The big thing that came out of working on the book that was the notion of the flexible workplace. I knew the value of that as in the early 2000s I had gone through the process of returning to work after having kids. I had a boss who was way ahead of his time in terms of saying ‘you do what you feel like and we can arrange your work around it’. But the thing was I’d leave at 4:45pm to pick up kids and get the side eye from people in the office who didn’t have kids, wondering where I was going and why I was getting special treatment. People don’t see the work you do, they think I’m going to go and have a pedicure or go home, put my feet up and have a glass of wine. But as a working Mum you certainly pull your weight, just as much, if not more than others. You work outside the office, you’re on email late at night. And it is this out of hours work that colleagues don’t see but we still feel judged on.

My desire to work flexibly and provide flexibility for others was one of the driving factors behind starting my own business.
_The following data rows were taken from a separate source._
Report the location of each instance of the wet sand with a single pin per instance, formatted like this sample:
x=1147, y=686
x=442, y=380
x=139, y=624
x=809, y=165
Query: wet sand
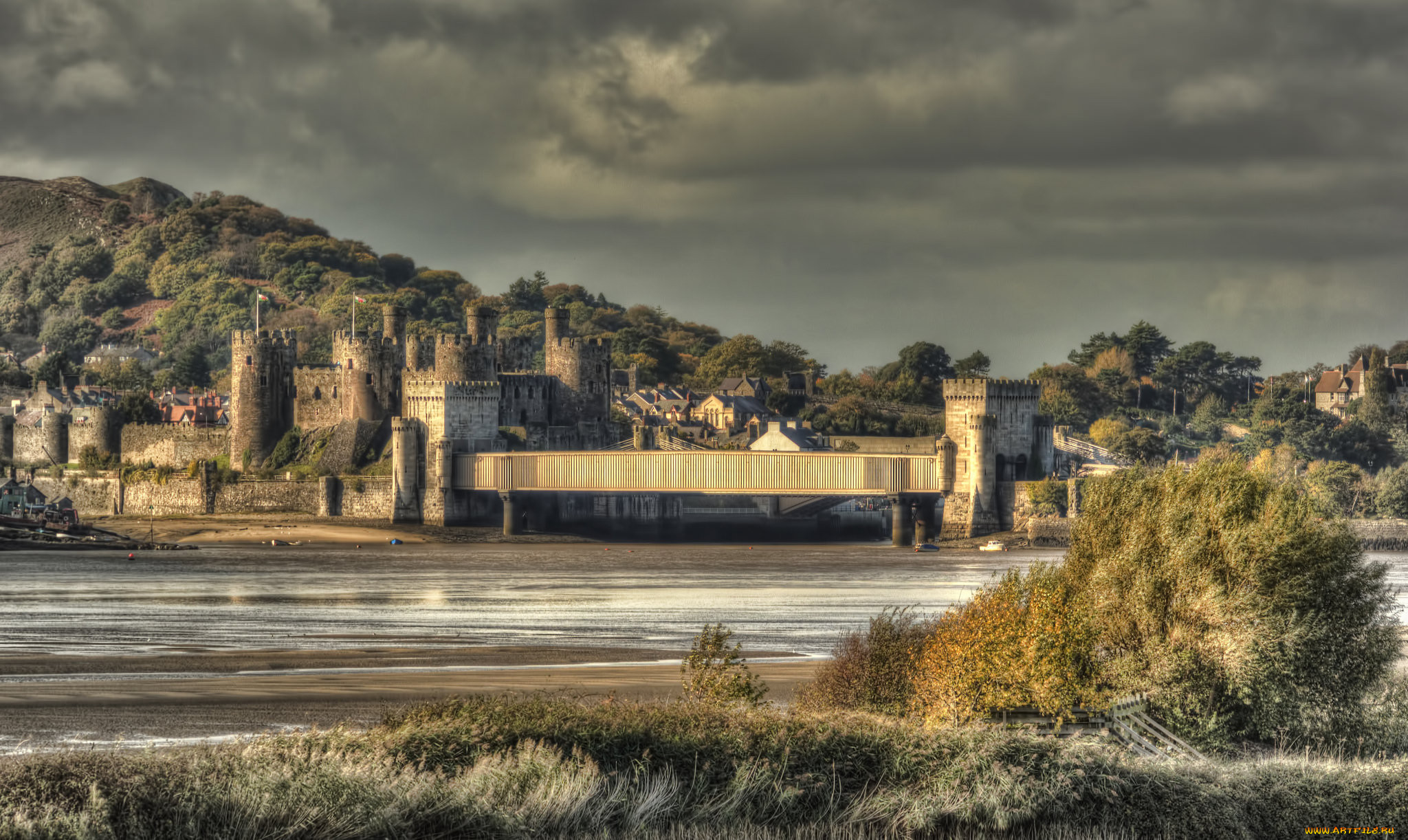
x=100, y=712
x=307, y=531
I don’t want to employ someone and tell them ‘Hey, you can’t have your dog’ whilst I have my dog at work or I go out in the middle of the day to get my hair cut. So I say to them you can go out in the middle of the day to get your hair cut, but take your laptop, take some earphones and just work around it. Everyone is so committed to their job because of that give and take. We work normal hours. People start at 9am, they work long hours, they work really hard but they’re given flexibility. My team includes some working mums, some people who work from Bali because they like hanging out up there, and someone who has a chronic health condition, chronic colitis. They need to see lots of doctors and have transfusions, so I give them complete flexibility. They go and work from the hospital whilst they are receiving intravenous treatment. There’s probably not a lot of workplaces that would let you do that.
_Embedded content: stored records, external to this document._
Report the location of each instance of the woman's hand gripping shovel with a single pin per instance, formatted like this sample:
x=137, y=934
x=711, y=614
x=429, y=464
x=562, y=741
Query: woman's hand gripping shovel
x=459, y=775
Most people love the flexibility. It makes a lot of sense. It makes a lot of environmental sense. It makes a lot of human sense. I have groups of people in Melbourne, Sydney, Adelaide, Canberra, Byron Bay, Bali, Canada and the United States who are on the ground for client meetings. They all work from co-working spaces or from home. They come together, but they don’t always sit with each other every day of the week. They have the flexibility to work from home however much they want.

Trust sets us apart. Early on, one of my staff asked me, ‘How are you going to know if I’m doing my job?’ and I said I’d know based on the quality of what you’re giving me and what your outputs are. In a traditional workplace, who is to know what the person sitting at the next desk is really doing? They could be looking up a recipe, or doing online shopping, planning their next holiday or just not thinking about work because there are so many distractions. How do you know if they’re doing their work? It’s their output. it’s the same criteria ultimately. At Fifty Acres we have check-ins every day. We have a staff meeting every day for the best part of an hour and client pod meetings everyday, we have Skype chat on all the time. We’re always communicating. I don’t think it’s any different to be honest.
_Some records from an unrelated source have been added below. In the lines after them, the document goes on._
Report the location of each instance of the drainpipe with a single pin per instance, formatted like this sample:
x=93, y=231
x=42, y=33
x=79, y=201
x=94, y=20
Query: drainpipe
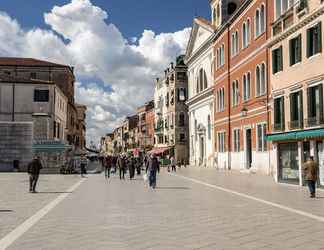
x=229, y=97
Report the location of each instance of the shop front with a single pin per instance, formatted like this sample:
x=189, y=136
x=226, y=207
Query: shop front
x=292, y=149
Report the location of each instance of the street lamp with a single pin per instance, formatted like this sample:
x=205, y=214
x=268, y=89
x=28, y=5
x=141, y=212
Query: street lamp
x=244, y=112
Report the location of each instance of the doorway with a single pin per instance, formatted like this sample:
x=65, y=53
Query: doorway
x=248, y=148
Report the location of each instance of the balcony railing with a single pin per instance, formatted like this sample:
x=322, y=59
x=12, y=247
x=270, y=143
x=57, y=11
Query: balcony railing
x=314, y=121
x=298, y=124
x=278, y=127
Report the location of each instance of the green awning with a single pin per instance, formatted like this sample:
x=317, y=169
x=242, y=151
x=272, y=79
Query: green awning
x=296, y=135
People are always shocked when I say the cost of my monthly accommodation overheads for my team to work in co-working spaces is under $500. I pay staff phone bills, but my staff have their own laptops, they pay for their own electricity, their own Wi-Fi. So I don’t have any of those costs. We have Skype meetings, there are some costs associated with the software we use like accounting software but everyone has that. So our costs are really low which enables us to reduce the pricing we give to our clients as well.

My 3 tips for businesses looking at improving their workplace flexibility are:

  1. Believe that your team can do it. If you trust them, they will give it back to you in spades.
  2. Make sure your team celebrates wins. People need to be given big ups when they succeed, even if it’s just virtual high five emojis across the team.
  3. Don’t let people have a long leash. If something happens, pull employees up on it, let them know that it isn’t right and shouldn’t be done this way. Don’t let it go through to the keeper.